Google's BigQuery platform is capable of brute-forcing its way through datasets with phenomenal speed. Performing a simple LIKE scan of four LIKE's OR'd together over a 631GB field spread across 1.1 billion records, while summing the total size of its paired 330GB, 9.7GB and 13GB columns, takes just 23 seconds with a case sensitive search or just 29 seconds with a case insensitive search.
That works out to around 21.7GB/s to 27GB/s of searched data and 217GB/s of processed data with a single SQL query for a completely unoptimized, unpartitioned table.
What if you have more complex stream processing needs, such as running an arbitrary third-party executable over a vast dataset stored in Google's Cloud Storage?
In our own work, a standard 4-core 16GB N2 or C2 VM on GCP's Compute Engine platform streaming from Google's Cloud Storage into a low-CPU highly optimized stream processing code typically achieves sustained read rates of around 1.87-1.9GB/s from GCS per VM, which would allow it to perform the same 613GB scan as above in just 5.5 minutes with a single VM. Scale that to multiple VMs and using best practices for name sharding and its not hard to achieve some pretty breathtaking stream processing rates.

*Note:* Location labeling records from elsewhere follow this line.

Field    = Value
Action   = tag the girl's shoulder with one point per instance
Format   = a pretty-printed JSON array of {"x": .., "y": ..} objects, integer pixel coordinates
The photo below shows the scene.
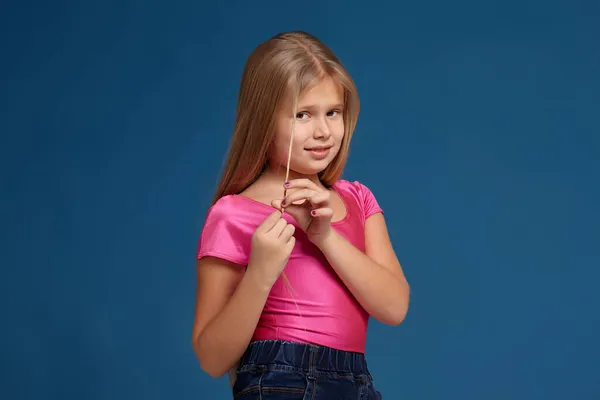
[
  {"x": 228, "y": 228},
  {"x": 355, "y": 192}
]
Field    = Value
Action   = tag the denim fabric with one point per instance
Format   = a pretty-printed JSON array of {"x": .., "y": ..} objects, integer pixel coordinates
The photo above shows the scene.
[{"x": 272, "y": 370}]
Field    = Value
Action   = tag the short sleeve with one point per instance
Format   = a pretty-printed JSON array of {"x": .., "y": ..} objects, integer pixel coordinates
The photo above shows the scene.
[
  {"x": 369, "y": 202},
  {"x": 223, "y": 236}
]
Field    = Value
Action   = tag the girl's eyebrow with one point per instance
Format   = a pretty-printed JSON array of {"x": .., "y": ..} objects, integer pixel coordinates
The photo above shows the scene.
[{"x": 315, "y": 107}]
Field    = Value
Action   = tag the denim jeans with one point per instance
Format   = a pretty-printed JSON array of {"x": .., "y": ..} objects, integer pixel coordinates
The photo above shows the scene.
[{"x": 272, "y": 370}]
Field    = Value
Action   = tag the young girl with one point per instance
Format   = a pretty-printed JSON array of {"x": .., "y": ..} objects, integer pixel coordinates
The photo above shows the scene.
[{"x": 292, "y": 262}]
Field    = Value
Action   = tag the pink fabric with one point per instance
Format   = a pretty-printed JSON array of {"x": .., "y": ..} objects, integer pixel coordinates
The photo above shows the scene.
[{"x": 324, "y": 312}]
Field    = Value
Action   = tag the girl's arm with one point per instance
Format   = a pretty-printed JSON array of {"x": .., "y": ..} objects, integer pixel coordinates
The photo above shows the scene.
[
  {"x": 229, "y": 301},
  {"x": 375, "y": 277}
]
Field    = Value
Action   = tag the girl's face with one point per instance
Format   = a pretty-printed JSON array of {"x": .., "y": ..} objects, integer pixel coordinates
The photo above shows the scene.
[{"x": 319, "y": 129}]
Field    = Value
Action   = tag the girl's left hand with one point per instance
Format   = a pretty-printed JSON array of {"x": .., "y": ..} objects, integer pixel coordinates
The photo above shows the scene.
[{"x": 314, "y": 214}]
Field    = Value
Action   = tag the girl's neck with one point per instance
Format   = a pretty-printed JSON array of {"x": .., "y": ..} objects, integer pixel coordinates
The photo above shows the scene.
[{"x": 276, "y": 174}]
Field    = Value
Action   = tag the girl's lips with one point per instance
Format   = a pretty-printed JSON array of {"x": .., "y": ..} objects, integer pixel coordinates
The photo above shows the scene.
[{"x": 319, "y": 153}]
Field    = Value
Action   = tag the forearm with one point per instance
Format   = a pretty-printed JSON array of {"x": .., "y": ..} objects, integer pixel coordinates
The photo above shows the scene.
[
  {"x": 381, "y": 293},
  {"x": 225, "y": 338}
]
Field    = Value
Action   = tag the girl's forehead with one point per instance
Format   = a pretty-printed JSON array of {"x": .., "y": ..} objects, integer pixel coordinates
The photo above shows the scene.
[{"x": 322, "y": 91}]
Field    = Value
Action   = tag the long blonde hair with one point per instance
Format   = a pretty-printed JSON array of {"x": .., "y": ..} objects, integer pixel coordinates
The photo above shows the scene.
[
  {"x": 287, "y": 61},
  {"x": 286, "y": 64}
]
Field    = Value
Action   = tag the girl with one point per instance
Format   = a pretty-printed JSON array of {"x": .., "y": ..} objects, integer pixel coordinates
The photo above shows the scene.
[{"x": 281, "y": 205}]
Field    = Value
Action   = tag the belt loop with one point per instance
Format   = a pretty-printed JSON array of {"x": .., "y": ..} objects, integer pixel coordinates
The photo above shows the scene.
[{"x": 311, "y": 363}]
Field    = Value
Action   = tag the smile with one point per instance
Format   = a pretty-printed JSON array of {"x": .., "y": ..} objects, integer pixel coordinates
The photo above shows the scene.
[{"x": 319, "y": 152}]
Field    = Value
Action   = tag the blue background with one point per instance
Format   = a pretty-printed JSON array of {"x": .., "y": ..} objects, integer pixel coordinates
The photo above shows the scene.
[{"x": 479, "y": 135}]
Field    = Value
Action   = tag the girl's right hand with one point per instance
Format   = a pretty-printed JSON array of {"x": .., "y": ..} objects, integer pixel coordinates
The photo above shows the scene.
[{"x": 272, "y": 244}]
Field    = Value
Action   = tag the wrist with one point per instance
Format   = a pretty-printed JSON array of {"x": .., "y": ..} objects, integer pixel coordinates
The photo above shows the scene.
[{"x": 326, "y": 242}]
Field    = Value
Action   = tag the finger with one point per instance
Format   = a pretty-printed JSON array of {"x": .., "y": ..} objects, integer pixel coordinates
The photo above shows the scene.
[
  {"x": 287, "y": 233},
  {"x": 301, "y": 183},
  {"x": 322, "y": 213},
  {"x": 320, "y": 200},
  {"x": 278, "y": 227},
  {"x": 276, "y": 204},
  {"x": 303, "y": 194},
  {"x": 290, "y": 244},
  {"x": 269, "y": 222}
]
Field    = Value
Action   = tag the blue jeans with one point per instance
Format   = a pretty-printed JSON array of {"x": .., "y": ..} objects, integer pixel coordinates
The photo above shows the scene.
[{"x": 272, "y": 370}]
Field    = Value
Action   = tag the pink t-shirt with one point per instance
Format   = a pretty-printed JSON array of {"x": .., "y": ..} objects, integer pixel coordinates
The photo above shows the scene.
[{"x": 318, "y": 309}]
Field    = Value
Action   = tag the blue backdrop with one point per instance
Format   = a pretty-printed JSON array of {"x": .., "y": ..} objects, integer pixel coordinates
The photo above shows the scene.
[{"x": 479, "y": 135}]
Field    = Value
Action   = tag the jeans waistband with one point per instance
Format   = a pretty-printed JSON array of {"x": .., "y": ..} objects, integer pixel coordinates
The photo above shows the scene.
[{"x": 308, "y": 357}]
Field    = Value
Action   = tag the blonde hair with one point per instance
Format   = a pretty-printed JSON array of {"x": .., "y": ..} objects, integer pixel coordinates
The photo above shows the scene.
[{"x": 288, "y": 62}]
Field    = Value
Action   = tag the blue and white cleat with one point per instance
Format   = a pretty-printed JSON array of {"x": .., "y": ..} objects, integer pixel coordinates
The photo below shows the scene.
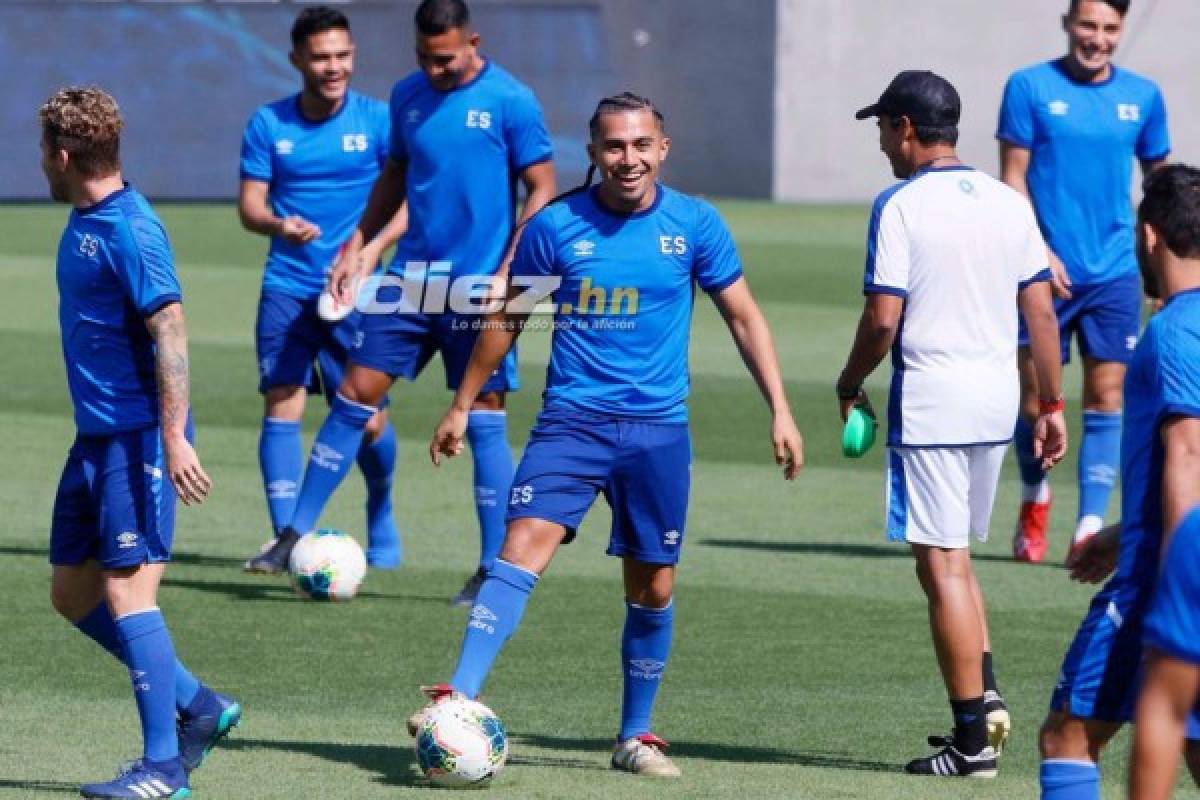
[
  {"x": 199, "y": 733},
  {"x": 142, "y": 780}
]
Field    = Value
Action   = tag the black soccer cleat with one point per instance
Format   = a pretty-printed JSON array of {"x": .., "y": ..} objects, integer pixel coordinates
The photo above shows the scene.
[
  {"x": 951, "y": 763},
  {"x": 274, "y": 558}
]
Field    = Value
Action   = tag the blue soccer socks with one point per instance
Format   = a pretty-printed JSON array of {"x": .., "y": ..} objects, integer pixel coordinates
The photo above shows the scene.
[
  {"x": 150, "y": 657},
  {"x": 493, "y": 619},
  {"x": 100, "y": 627},
  {"x": 1065, "y": 779},
  {"x": 645, "y": 648},
  {"x": 337, "y": 444},
  {"x": 377, "y": 459},
  {"x": 1035, "y": 487},
  {"x": 489, "y": 435},
  {"x": 1099, "y": 461},
  {"x": 281, "y": 459}
]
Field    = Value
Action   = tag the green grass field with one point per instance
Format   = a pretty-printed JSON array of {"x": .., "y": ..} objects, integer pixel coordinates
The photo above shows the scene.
[{"x": 802, "y": 666}]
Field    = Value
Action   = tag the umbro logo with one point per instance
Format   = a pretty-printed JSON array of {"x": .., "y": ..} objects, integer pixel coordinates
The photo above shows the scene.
[
  {"x": 646, "y": 668},
  {"x": 327, "y": 457},
  {"x": 483, "y": 619}
]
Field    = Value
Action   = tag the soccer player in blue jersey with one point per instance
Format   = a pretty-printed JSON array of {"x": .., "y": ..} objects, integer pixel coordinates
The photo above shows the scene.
[
  {"x": 1069, "y": 131},
  {"x": 1159, "y": 482},
  {"x": 621, "y": 260},
  {"x": 463, "y": 133},
  {"x": 307, "y": 163},
  {"x": 125, "y": 347},
  {"x": 1171, "y": 689}
]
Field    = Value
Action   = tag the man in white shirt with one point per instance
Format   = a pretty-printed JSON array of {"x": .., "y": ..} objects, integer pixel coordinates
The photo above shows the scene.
[{"x": 952, "y": 254}]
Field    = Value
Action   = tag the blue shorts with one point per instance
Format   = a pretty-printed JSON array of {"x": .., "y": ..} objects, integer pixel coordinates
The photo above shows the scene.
[
  {"x": 401, "y": 343},
  {"x": 642, "y": 468},
  {"x": 1105, "y": 316},
  {"x": 291, "y": 340},
  {"x": 114, "y": 501}
]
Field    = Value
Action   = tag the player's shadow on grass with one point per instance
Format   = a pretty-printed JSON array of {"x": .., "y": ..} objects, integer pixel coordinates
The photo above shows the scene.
[
  {"x": 40, "y": 786},
  {"x": 846, "y": 549},
  {"x": 715, "y": 752},
  {"x": 391, "y": 765}
]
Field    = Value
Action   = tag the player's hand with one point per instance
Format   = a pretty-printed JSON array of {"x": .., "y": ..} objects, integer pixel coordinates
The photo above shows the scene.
[
  {"x": 448, "y": 435},
  {"x": 1050, "y": 439},
  {"x": 789, "y": 445},
  {"x": 299, "y": 230},
  {"x": 1096, "y": 558},
  {"x": 191, "y": 482},
  {"x": 1059, "y": 278}
]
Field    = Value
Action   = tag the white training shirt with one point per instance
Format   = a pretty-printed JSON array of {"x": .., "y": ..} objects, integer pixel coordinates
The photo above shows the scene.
[{"x": 958, "y": 246}]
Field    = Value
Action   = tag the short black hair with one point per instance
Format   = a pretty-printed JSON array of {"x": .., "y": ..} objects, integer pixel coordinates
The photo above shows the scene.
[
  {"x": 317, "y": 19},
  {"x": 929, "y": 134},
  {"x": 1171, "y": 205},
  {"x": 1120, "y": 6},
  {"x": 627, "y": 101},
  {"x": 436, "y": 17}
]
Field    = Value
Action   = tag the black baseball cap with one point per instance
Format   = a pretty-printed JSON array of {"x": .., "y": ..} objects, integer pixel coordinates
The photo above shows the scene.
[{"x": 924, "y": 97}]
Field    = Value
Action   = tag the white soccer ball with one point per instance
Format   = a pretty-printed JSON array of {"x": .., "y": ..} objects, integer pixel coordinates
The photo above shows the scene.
[
  {"x": 327, "y": 564},
  {"x": 461, "y": 744}
]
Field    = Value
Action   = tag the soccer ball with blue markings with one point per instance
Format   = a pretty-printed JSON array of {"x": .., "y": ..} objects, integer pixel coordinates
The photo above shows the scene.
[
  {"x": 461, "y": 744},
  {"x": 327, "y": 564}
]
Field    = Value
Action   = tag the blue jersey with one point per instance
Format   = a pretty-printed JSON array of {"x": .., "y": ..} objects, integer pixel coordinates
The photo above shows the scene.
[
  {"x": 1083, "y": 139},
  {"x": 462, "y": 150},
  {"x": 623, "y": 306},
  {"x": 114, "y": 269},
  {"x": 1163, "y": 382},
  {"x": 322, "y": 172},
  {"x": 1173, "y": 624}
]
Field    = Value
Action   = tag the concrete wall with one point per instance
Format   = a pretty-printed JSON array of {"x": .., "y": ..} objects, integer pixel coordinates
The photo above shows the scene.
[{"x": 838, "y": 55}]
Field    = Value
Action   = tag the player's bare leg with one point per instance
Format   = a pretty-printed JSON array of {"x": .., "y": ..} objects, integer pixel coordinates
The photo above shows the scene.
[
  {"x": 529, "y": 546},
  {"x": 955, "y": 620},
  {"x": 646, "y": 643}
]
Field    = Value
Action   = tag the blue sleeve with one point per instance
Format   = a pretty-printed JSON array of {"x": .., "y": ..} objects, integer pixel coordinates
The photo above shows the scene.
[
  {"x": 715, "y": 265},
  {"x": 537, "y": 247},
  {"x": 525, "y": 132},
  {"x": 145, "y": 265},
  {"x": 256, "y": 150},
  {"x": 1155, "y": 140},
  {"x": 1173, "y": 624},
  {"x": 1179, "y": 366},
  {"x": 1015, "y": 124}
]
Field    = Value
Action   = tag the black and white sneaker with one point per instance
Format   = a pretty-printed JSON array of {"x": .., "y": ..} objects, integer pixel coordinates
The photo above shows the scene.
[
  {"x": 274, "y": 557},
  {"x": 1000, "y": 723},
  {"x": 949, "y": 762}
]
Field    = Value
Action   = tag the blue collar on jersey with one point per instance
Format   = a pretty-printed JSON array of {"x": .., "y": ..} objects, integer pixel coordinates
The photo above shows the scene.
[
  {"x": 108, "y": 200},
  {"x": 594, "y": 193}
]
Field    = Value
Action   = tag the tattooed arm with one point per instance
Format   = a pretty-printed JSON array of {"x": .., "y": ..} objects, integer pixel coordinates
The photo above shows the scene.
[{"x": 169, "y": 334}]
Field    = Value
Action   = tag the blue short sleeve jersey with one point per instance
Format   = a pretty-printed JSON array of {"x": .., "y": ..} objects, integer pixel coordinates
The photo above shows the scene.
[
  {"x": 623, "y": 290},
  {"x": 1163, "y": 382},
  {"x": 114, "y": 269},
  {"x": 322, "y": 172},
  {"x": 1173, "y": 624},
  {"x": 462, "y": 151},
  {"x": 1083, "y": 139}
]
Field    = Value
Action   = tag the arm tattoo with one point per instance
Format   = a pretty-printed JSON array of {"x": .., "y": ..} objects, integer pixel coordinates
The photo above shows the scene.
[{"x": 169, "y": 334}]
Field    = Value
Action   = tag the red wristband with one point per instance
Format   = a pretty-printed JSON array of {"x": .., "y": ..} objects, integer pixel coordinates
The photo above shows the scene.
[{"x": 1050, "y": 407}]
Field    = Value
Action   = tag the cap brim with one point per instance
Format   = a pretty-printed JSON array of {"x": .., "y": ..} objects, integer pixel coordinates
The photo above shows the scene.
[{"x": 870, "y": 110}]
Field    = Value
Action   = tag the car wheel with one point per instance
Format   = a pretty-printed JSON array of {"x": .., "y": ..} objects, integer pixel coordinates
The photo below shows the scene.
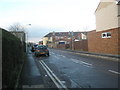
[{"x": 48, "y": 54}]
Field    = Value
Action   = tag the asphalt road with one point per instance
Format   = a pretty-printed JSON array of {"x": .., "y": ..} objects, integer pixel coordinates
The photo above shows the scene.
[
  {"x": 78, "y": 71},
  {"x": 73, "y": 70}
]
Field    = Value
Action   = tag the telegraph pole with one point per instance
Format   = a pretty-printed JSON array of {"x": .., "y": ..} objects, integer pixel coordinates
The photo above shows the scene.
[{"x": 72, "y": 34}]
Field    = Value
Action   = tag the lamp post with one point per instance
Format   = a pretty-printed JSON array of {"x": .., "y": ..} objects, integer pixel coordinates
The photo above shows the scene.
[
  {"x": 72, "y": 34},
  {"x": 27, "y": 38}
]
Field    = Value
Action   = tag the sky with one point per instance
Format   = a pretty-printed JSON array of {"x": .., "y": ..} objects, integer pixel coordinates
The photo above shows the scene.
[{"x": 48, "y": 15}]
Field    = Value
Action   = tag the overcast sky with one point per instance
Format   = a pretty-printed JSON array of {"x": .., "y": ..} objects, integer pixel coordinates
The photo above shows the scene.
[{"x": 48, "y": 15}]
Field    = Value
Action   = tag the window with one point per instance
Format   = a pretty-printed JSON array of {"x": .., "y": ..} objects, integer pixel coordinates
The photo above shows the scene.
[{"x": 106, "y": 35}]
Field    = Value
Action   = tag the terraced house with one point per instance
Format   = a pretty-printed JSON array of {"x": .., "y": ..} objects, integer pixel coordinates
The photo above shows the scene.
[
  {"x": 106, "y": 38},
  {"x": 67, "y": 40}
]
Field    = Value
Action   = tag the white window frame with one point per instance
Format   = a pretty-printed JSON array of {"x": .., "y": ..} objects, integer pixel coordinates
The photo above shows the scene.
[{"x": 106, "y": 35}]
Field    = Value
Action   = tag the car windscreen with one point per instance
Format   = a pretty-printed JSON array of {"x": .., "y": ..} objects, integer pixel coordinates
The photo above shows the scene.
[{"x": 42, "y": 47}]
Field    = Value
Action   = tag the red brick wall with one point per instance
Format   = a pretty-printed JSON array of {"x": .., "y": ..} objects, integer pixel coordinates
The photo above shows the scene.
[
  {"x": 104, "y": 45},
  {"x": 63, "y": 46},
  {"x": 81, "y": 45}
]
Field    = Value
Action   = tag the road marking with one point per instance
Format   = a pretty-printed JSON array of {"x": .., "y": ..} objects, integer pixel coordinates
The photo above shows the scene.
[
  {"x": 81, "y": 62},
  {"x": 33, "y": 86},
  {"x": 86, "y": 63},
  {"x": 54, "y": 78},
  {"x": 115, "y": 72},
  {"x": 56, "y": 57}
]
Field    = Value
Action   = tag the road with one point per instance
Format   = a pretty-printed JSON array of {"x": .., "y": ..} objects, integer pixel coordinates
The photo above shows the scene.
[{"x": 77, "y": 71}]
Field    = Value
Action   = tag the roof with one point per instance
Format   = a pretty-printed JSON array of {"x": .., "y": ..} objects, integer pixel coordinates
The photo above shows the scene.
[{"x": 63, "y": 34}]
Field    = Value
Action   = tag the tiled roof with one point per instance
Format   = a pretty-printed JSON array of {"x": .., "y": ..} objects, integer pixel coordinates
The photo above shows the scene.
[{"x": 63, "y": 34}]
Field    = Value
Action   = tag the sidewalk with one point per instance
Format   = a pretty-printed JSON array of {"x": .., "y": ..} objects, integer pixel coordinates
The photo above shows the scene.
[
  {"x": 98, "y": 55},
  {"x": 30, "y": 75}
]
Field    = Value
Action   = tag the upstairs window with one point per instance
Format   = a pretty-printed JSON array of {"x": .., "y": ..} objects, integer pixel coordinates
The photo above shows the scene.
[{"x": 106, "y": 35}]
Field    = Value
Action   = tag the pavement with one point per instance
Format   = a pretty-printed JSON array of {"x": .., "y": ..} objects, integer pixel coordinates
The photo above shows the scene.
[
  {"x": 91, "y": 54},
  {"x": 30, "y": 76}
]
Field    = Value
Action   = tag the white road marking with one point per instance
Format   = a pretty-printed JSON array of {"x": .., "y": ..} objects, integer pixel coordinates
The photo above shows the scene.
[
  {"x": 56, "y": 57},
  {"x": 115, "y": 72},
  {"x": 33, "y": 86},
  {"x": 85, "y": 63}
]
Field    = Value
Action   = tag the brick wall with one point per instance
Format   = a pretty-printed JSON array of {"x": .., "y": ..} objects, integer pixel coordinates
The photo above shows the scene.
[
  {"x": 63, "y": 46},
  {"x": 81, "y": 45},
  {"x": 104, "y": 45}
]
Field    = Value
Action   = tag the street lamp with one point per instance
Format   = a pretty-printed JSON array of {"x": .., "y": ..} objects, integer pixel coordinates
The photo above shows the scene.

Using Cloud Storage as a store fabric for stream processing rather than local disk allows us to scale infinitely, both in terms of the total data size processed and the ability to nearly linearly scale the number of cores brought to bear for a given computation. It also makes it easier to centralize datasets that are compiled in a decentralized fashion, with regional ingest points all streaming results into a single central archive.
We typically repack datasets from large numbers of small files to singular large packfiles for our large streaming pipelines. Like most filesystems and object stores, Google's Cloud Storage achieves its fastest performance rates when streaming a small number of large files rather than accessing many small files. In our own extensive benchmarking, when streaming a small number of large files to N2 and C2 VM's within the United States we see statistically insignificant differences between regional, two-region and multiregion storage localities. This allows us to exclusively use the US multiregion and distribute our processing clusters nationally for resilience and to integrate with localized services within each region that integrate with some of our external data providers' POPs that transit the commodity internet and thus require geographic localization. In short, Google's internal cloud backbone is so high-bandwidth that geographic location is no longer relevant for large-file stream processing in the US multiregion.